Des chercheurs du Centre allemand de recherche aérospatiale (DLR) spécialisés dans le domaine de l'écoulement ont rendu visibles des écoulements hypersoniques. Ils ont effectué leurs mesures dans la soufflerie à haute enthalpie (HEG) de Göttingen en suivant une procédure optique de mesure de champ de vitesse.
Pour y parvenir, les chercheurs du DLR se sont servi de la méthode de vélocimétrie par image de particules (PIV), développée initialement pour les basses vitesses. Le principe de la méthode PIV est d'ensemencer l'écoulement avec de très fines particules et d'éclairer brièvement ces particules au moyen d'un plan laser en coupe. Jusqu'à présent, cette méthode n'était pas adaptée pour des écoulements haute vitesse car l'ajout de particules à haute vitesse posait des problèmes. Des températures de plusieurs milliers de degrés sont nécessaires à l'obtention des vitesses hypersoniques. Des tests dans la soufflerie HEG de Göttingen ont montré que de minuscules particules d'environ un micron apparaissaient naturellement. Selon le Dr. Andreas Schröder, les particules créées naturellement auraient la forme, densité et taille adaptées pour la réalisation de mesures. Cela a permis, à un instant t, et en l'espace d'un millionième de seconde, de mesurer la vitesse dans le champ d'écoulement à plus de 6.000 endroits à la fois. Des simulations par ordinateur ont confirmé les résultats des tests.

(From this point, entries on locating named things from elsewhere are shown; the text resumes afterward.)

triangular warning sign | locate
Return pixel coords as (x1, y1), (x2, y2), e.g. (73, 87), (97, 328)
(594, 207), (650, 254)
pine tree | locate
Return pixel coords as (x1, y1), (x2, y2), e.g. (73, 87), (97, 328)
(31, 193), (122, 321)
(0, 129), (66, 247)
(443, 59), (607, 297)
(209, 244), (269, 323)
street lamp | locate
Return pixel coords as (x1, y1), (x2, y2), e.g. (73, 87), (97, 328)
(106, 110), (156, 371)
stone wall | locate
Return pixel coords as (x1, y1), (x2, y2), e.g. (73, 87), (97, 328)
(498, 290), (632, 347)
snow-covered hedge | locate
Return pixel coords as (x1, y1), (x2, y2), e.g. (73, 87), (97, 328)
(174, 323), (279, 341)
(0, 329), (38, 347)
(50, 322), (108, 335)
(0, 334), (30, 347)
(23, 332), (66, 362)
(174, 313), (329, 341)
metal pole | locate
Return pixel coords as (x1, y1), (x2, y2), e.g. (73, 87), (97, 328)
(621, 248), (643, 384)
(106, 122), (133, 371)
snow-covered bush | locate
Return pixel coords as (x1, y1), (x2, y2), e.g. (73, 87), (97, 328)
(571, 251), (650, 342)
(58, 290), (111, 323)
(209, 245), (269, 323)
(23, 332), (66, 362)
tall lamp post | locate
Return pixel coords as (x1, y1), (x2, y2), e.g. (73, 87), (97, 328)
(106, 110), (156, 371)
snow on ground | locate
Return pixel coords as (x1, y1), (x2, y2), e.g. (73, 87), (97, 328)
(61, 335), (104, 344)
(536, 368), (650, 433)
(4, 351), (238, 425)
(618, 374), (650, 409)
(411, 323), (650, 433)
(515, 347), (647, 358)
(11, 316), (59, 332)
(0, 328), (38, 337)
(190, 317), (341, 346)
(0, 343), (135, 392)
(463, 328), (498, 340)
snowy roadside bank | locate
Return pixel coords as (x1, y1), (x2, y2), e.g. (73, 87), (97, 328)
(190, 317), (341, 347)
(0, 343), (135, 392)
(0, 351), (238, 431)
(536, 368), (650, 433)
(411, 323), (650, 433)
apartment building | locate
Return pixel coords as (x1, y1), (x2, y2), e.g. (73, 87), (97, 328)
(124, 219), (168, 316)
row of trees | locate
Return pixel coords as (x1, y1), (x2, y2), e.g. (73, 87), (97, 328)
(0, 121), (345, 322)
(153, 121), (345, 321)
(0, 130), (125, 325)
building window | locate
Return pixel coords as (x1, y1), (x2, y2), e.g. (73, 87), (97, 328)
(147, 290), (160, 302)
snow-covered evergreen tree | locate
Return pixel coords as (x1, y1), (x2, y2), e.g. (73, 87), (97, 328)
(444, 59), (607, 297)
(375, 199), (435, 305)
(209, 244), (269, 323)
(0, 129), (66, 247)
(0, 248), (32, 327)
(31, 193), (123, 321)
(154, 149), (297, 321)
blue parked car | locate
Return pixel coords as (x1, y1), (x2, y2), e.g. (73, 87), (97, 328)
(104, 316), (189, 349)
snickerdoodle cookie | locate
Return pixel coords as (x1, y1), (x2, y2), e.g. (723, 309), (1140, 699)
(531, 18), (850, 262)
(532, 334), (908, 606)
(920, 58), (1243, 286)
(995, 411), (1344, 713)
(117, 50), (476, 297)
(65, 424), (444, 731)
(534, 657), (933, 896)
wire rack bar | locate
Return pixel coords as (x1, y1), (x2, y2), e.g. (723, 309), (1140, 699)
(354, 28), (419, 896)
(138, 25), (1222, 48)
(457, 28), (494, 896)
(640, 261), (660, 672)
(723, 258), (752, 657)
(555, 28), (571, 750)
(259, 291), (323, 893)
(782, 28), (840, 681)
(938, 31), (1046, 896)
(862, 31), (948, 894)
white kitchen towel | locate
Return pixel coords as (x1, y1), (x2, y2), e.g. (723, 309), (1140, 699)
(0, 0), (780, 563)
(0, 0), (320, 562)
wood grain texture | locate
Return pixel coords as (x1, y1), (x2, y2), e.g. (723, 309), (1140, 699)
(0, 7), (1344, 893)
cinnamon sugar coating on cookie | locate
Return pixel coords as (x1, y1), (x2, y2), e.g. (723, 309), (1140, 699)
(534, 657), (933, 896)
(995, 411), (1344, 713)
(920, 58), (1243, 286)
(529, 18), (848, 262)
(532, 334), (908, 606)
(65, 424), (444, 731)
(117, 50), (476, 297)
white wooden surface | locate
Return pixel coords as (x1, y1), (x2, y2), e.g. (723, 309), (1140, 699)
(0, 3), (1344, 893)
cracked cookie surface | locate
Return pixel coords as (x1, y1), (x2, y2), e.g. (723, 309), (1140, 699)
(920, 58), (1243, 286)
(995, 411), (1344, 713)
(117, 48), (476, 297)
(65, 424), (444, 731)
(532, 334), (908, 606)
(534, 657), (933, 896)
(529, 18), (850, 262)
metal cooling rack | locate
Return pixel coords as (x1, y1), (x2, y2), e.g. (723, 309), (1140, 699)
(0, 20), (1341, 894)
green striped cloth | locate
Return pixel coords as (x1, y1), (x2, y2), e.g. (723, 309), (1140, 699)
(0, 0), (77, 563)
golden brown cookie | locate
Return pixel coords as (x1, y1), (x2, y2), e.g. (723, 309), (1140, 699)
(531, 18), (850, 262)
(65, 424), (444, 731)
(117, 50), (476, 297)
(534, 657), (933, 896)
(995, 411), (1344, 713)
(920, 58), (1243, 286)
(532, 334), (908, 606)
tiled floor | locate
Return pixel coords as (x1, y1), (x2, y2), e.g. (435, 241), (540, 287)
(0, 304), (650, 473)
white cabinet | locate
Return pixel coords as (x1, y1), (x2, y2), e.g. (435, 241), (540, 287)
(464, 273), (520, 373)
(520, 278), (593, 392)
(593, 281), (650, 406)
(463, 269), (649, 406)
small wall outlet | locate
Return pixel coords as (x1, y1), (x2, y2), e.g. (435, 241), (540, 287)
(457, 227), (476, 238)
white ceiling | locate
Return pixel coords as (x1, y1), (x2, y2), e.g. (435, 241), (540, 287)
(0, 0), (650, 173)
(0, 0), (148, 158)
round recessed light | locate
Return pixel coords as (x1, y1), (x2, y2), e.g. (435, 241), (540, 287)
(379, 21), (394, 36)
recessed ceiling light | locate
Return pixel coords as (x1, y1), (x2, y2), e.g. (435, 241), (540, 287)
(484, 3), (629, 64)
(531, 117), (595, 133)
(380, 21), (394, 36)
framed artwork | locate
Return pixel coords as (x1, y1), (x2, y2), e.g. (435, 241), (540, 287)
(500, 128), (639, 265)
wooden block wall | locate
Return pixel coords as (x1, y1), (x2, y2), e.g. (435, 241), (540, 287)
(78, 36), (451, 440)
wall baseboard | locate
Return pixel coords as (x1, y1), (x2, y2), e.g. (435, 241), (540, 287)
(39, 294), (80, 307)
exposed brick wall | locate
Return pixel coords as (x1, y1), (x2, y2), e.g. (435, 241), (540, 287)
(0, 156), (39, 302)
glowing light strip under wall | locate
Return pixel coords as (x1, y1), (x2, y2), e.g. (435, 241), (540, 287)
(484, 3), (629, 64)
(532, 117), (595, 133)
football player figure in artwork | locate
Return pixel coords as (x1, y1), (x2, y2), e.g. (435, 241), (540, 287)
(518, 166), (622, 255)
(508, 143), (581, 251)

Les chercheurs ont effectué leurs mesures à 2.250 m/s, une vitesse équivalente à 7 fois celle du son, soit environ 8.100 km/h. La mesure de vitesse d'écoulement hypersonique, jusqu'à présent très limitée et onéreuse, devient ainsi accessible. Pour la première fois, des phénomènes tels que la formation de tourbillons hypersoniques sont visibles et peuvent être analysés. Selon le Dr. Klaus Hannemann, directeur du département véhicules spatiaux de l'Institut d'aérodynamique et de technique d'écoulement du DLR, l'efficacité de grandes souffleries hypersoniques sera nettement améliorée car un plus grand nombre d'informations sera acquis à partir d'un seul essai.
De telles méthodes de visualisation peuvent par exemple servir à la conception de véhicules spatiaux. Les chercheurs comptent prochainement se servir de cette même méthode à des vitesses encore plus élevées. Selon le Dr. Hannemann, les effets à haute température apparaissant, par exemple, lors de la rentrée atmosphérique d'un véhicule spatial pourraient ainsi être mieux compris.